There will be no thorough destruction of indwelling sin, until the body drops into the grave, and the soul mounts aloft to be with the Lord; nor a full destruction of its effects in the body until the resurrection morn, when the body shall be raised from the sleeping dust and changed into the glorious image of the body of the Son of God, a fit companion for the immortal soul. Then will the victory be complete; then will Christ appear, shining forth with the luster of a million suns; then will be the glorious manifestation of the Son of God; and the works of the devil will be thoroughly destroyed. The theme of heaven's anthem, the grand theme of eternal adoration, will be the manifestation of the Son of God to destroy the works of the devil.

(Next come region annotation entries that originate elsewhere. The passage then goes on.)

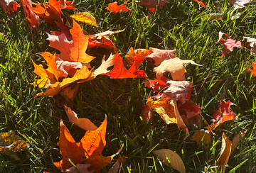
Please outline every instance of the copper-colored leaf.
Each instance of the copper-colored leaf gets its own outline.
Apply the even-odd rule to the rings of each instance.
[[[156,73],[156,78],[160,78],[166,72],[170,72],[173,80],[183,81],[185,79],[185,65],[188,63],[199,65],[192,60],[183,60],[178,57],[171,58],[164,60],[160,65],[154,68],[153,71]]]
[[[14,131],[0,133],[0,152],[21,151],[28,147],[28,144]]]
[[[245,130],[245,131],[241,130],[240,132],[239,132],[235,135],[234,138],[232,140],[232,147],[231,147],[230,155],[233,155],[233,153],[234,152],[235,150],[237,148],[237,147],[240,143],[240,138],[244,138],[246,132],[247,132],[247,130]]]
[[[106,9],[112,13],[123,11],[128,11],[129,13],[130,13],[130,9],[126,7],[126,6],[124,6],[124,4],[118,6],[117,2],[110,3],[107,7],[106,7]]]
[[[97,26],[95,18],[88,12],[81,12],[70,16],[78,21],[82,22],[85,24],[88,24],[93,26]]]
[[[127,69],[123,64],[122,58],[117,52],[115,55],[111,55],[107,61],[103,58],[102,65],[95,71],[95,76],[104,74],[110,77],[112,79],[123,78],[146,78],[146,74],[143,70],[139,69],[140,65],[143,61],[137,61]],[[114,66],[111,70],[107,70],[110,67]]]
[[[147,7],[148,9],[151,9],[154,11],[156,6],[159,6],[159,9],[163,9],[164,6],[168,3],[168,1],[164,0],[141,0],[139,1],[136,1],[135,3],[138,5]]]
[[[47,86],[48,89],[43,93],[39,93],[36,96],[54,96],[58,94],[61,90],[68,87],[73,82],[78,81],[83,81],[83,82],[94,79],[93,72],[90,71],[86,66],[82,67],[82,69],[76,71],[75,75],[72,78],[65,78],[61,82],[55,82],[53,84]]]
[[[73,40],[68,41],[65,33],[60,35],[48,34],[50,46],[60,51],[58,57],[64,61],[88,63],[95,57],[85,53],[88,39],[91,35],[83,34],[81,27],[73,20],[73,28],[70,30]]]
[[[181,157],[169,149],[161,149],[152,151],[156,157],[164,164],[176,169],[181,173],[186,173],[186,168]]]
[[[217,161],[212,165],[214,167],[213,171],[218,172],[225,172],[226,164],[228,163],[231,152],[231,140],[230,140],[225,133],[222,135],[222,145],[220,155]]]
[[[70,122],[85,130],[95,130],[97,127],[88,118],[78,118],[78,115],[70,108],[65,106],[65,110]]]
[[[88,130],[79,143],[75,143],[69,130],[60,121],[60,147],[63,160],[55,162],[54,164],[61,171],[65,172],[67,169],[72,167],[70,159],[75,165],[81,163],[90,164],[88,171],[100,172],[100,169],[110,164],[113,157],[120,152],[110,157],[101,155],[106,145],[105,133],[107,127],[107,117],[102,125],[95,130]]]
[[[12,14],[18,11],[21,7],[14,0],[0,0],[0,4],[6,13],[7,16],[12,18]]]

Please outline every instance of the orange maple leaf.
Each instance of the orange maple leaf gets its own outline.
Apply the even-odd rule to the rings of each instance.
[[[64,33],[59,35],[48,34],[50,46],[60,51],[58,56],[64,61],[90,62],[95,57],[87,55],[85,51],[88,45],[88,39],[91,35],[84,35],[81,27],[74,19],[73,28],[70,32],[73,37],[70,41],[67,39]]]
[[[0,0],[0,4],[9,18],[12,18],[12,14],[18,11],[21,7],[15,1]]]
[[[106,7],[107,11],[110,11],[112,13],[117,13],[118,12],[123,12],[123,11],[128,11],[130,13],[130,9],[129,9],[124,4],[117,5],[117,2],[113,2],[108,4],[108,6]]]
[[[252,69],[247,68],[247,69],[250,72],[253,76],[256,76],[256,63],[252,62]]]
[[[102,65],[95,71],[95,76],[99,74],[107,75],[112,79],[124,79],[124,78],[146,78],[145,72],[139,69],[142,61],[137,61],[132,62],[132,65],[129,69],[127,69],[123,64],[122,58],[117,52],[115,55],[111,55],[107,61],[102,60]],[[114,65],[112,69],[107,70],[107,68]]]
[[[63,160],[54,164],[62,172],[72,167],[70,159],[75,164],[90,164],[89,171],[100,172],[100,169],[109,164],[114,156],[117,155],[122,148],[114,155],[109,157],[101,155],[106,145],[105,135],[107,117],[102,125],[95,130],[88,130],[79,143],[75,143],[69,130],[61,121],[60,123],[60,147]]]

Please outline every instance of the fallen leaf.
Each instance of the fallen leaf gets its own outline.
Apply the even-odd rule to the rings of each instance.
[[[122,58],[117,52],[115,55],[111,55],[107,61],[105,58],[102,60],[101,65],[95,69],[95,77],[99,74],[103,74],[110,77],[112,79],[123,79],[123,78],[146,78],[146,74],[143,70],[139,69],[140,65],[143,61],[137,61],[127,69],[123,64]],[[114,65],[114,68],[107,70],[107,68]]]
[[[73,19],[73,28],[70,29],[73,40],[68,41],[65,33],[60,35],[48,34],[50,46],[60,51],[58,57],[64,61],[88,63],[95,57],[85,53],[88,39],[91,35],[83,34],[80,25]]]
[[[88,118],[78,118],[78,115],[70,108],[64,106],[69,121],[85,130],[95,130],[97,127]]]
[[[162,100],[173,99],[174,101],[181,101],[184,104],[188,96],[190,96],[192,83],[189,81],[172,81],[166,82],[169,86],[164,91],[164,93],[158,99]]]
[[[72,167],[70,169],[67,169],[65,172],[67,173],[78,173],[78,170],[80,173],[93,173],[94,171],[88,171],[87,169],[90,167],[90,164],[77,164],[75,167]]]
[[[102,125],[95,130],[88,130],[79,143],[75,143],[69,130],[61,121],[60,123],[60,141],[58,145],[63,160],[54,164],[62,172],[73,167],[68,161],[70,159],[75,165],[86,163],[90,166],[88,171],[100,173],[100,169],[108,165],[114,156],[117,155],[122,147],[114,155],[104,157],[101,153],[106,145],[105,134],[107,127],[107,117]]]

The redeemed will look down from the battlements of heaven and see what works have been executed by the devil; they will see millions of fellow-beings consigned to eternal misery, weltering in hell, while they view themselves safe in the arms of eternal love. They will see the Son of God, without a veil between, manifested to their eyes in such heart-ravishing glory as the three disciples had but a feeble, dim view of on the Mount of Transfiguration. It will be their joy to see him as he is. He will always wear his human nature; he will never lay that aside. That will always shine resplendent with all the glory of Godhead; that will be the object of eternal admiration and love; and to that glory of the God-man all the saints in bliss will be forever looking and forever adoring, for sin will no longer have a being in them, but they will be conformed to the glorified image of the Son of God, and be celebrating forever the grand triumph of the cross.

- - Philpot, Daily Portions


----------



## JM (Nov 7, 2007)

*"I will make justice the measuring line and righteousness the plumb line; hail will sweep away your refuge, the lie, and water will overflow your hiding place."* Isaiah 28:17

Wherever God the Holy Spirit begins and carries on a work of grace in the heart, he will weigh up, and mete out, from time to time, all a man's religion and test every inch of the way whether it lies straight and level with the word and will of God. Depend upon it the Lord who "weighs the spirits" (Prov. 16:2), and by whom "actions are weighed" (1 Sam. 2:3), will put into his righteous and unerring scales both nature and grace, both human and divine teaching, and make us know which is full weight in heaven's court. The religion of the present day is too much to confuse everything of an experimental nature; to cover and obscure the work of grace in the heart.

But there can be no question that God will never allow our religion, if, indeed, he has mercifully taken us in hand, to be huddled up in this confused way; but he will measure it all by his standard, and refine it in his crucible. It is in this way that we learn the reality and genuineness of his work. Thus, if he gives faith, he will bring that faith to the touchstone, and prove it with heavy trials. It is in grace as in nature. When we would ascertain the exact weight of a thing, we put it into one scale, and a standard weight into the other, until the scales are even. So when the Lord puts faith in one scale, he puts a burden in the other to try whether it is standard weight.

And the greater the faith the heavier the trial. The father of the faithful had to slay his own son. If God communicates a measure of hope, there will be many things that cause despondency to be put into the opposite scale, that despondency and hope may be well balanced. If the love of God be shed abroad in the soul, there will be trials and temptations to prove it. Thus the child of God learns the meaning of the words--"The work of faith, and labor of love, and patience of hope" (1 Thess. 1:3).

Every token for good, every sip of mercy, every manifestation of love is examined and searched into, weighed up and balanced in the court of conscience, to know whether it is full weight or not. And in this delicate and accurate scrutiny not only is religion weighed up, but also that which is not religion. Sins, open and secret, backslidings, idolatrous affections, covetous desires, presumptuous confidences, rotten hopes, and vain props--all are weighed up in the balances of the sanctuary. And as that which is received from God, when put into the balances, will be found sterling and genuine; so all that did not come from God, all that sprang from nature and the flesh, all vain confidence, bold claims, and presumptuous notions, when put into the scales, will have tekel stamped upon them--"Weighed in the balances, and found lacking."


----------